不純な理由で近づきました。
ユスラちゃんはわたしの選んだ浴衣が見たいって言ってたよね。
でも3人には悪いと思うけど買うつもりは毛頭ない。洋服や諸々を買ってもらったのにそれ以上お世話になるというのは気が引ける。
お金もかなりかかってるはずだし……兄さんのお金で全額返済できるといいんだけど。
尚、そのお金はちゃんと全部メモして将来的には兄さんに返すから許してほしい。というか許させる。
1人店の中を歩きながら綺麗な浴衣を見て回る。
オシャレにはあまり興味はないけど、普通に何かの柄や絵の模様を見るのは素直に楽しいと思う。

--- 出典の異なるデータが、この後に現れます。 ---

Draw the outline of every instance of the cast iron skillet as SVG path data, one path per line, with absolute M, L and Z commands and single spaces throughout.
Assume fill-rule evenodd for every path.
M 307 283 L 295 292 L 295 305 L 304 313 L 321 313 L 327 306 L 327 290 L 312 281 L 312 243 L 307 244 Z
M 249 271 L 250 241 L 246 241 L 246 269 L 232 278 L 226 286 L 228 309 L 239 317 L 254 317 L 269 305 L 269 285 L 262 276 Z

そういえば小さい頃、家族みんなで夏祭りに行ったことがあった。
そのときも浴衣で母さんに着付けてもらったっけ。あのときは確か……
「あ、」
ピタリと1つの浴衣に視線が止まり、自然と足もその前で止まる。
誘われるままにその浴衣を手に取っていた。
落ちついた紺色の中に咲く鮮やかな朝顔。
ただそれだけのシンプルなデザインだったけど、それが逆に朝顔を強調していてとても綺麗だった。
「これ、あのとき着たのと似てる……」
あのときは朝顔じゃなくて紫陽花か何かだったかな?
記憶がぼんやりしていて分からないけど、でもやっぱり漠然と「似てるな」と思った。